Better clickable URL regexes #3112

pragma- · 2023-02-14T18:54:24Z

The default URL regexes leave a lot to be desired. URLs ending with ) e.g. https://en.wikipedia.org/wiki/Class_(set_theory) will not include the trailing closing ) in the clicked result. Likewise for URLs ending with - as in https://www.onlinegdb.com/fork/Jd2x8Yvh-. There also were quirky issues with URLs wrapped with parentheses or brackets or quotes.

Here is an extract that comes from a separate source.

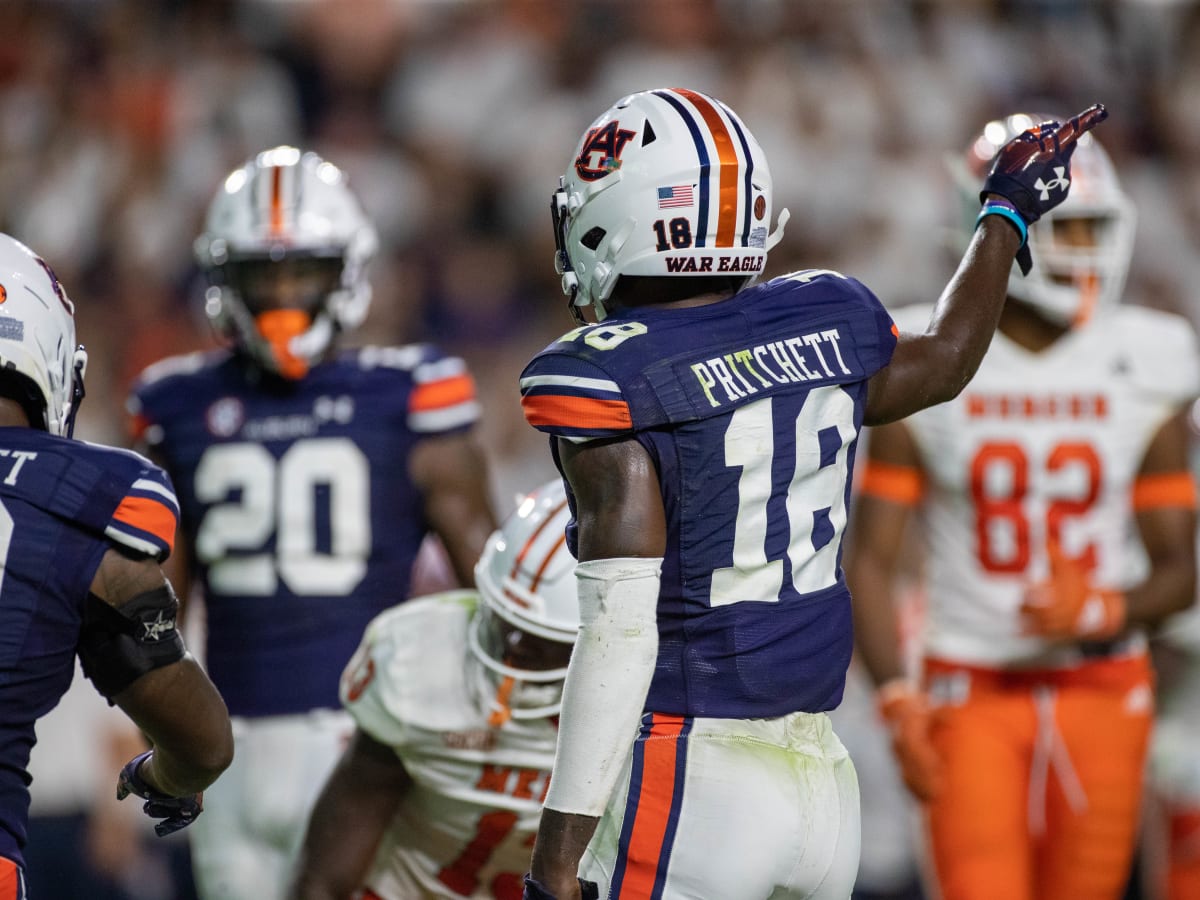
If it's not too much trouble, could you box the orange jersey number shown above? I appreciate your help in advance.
[970,441,1101,574]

After a lot of tweaking and experimentation, I've settled on these two regexes for URLs:

    hyperlink_rules = {
        -- Handle URLs wrapped with punctuation
        -- e.g. 'http://foo' (http://foo) <http://foo> etc
        -- the punctuation will be underlined but excluded when clicked
        {
            regex = '[[:punct:]](\\w+://\\S+)[[:punct:]]',
            format = '$1',
        },

        -- Linkify things that look like URLs
        -- and include terminating ), / or - characters, if any
        {
            regex = '\\b\\w+://\\S+[)/a-zA-Z0-9-]+',
            format = '$0',
        },
    },

I have used these two regexes for the last couple of days on busy IRC channels and they seem to work much, much better than the default regexes. I don't profess to be an expert with regexes and I appreciate any critical feedback/improvements/suggestions.

What does everyone think?

The text was updated successfully, but these errors were encountered:

pragma- · 2023-02-14T18:55:34Z

Oh, and some websites require the closing / on URLs, e.g. some cgit repositories. The default wezterm URL regexes do not include the closing /. The above regexes do.

pragma- · 2023-02-14T18:56:53Z

Is there a way to not underline the surrounding punctuation in the first regex? I use a capture-group to capture $1 within the [[:punct:]] classes.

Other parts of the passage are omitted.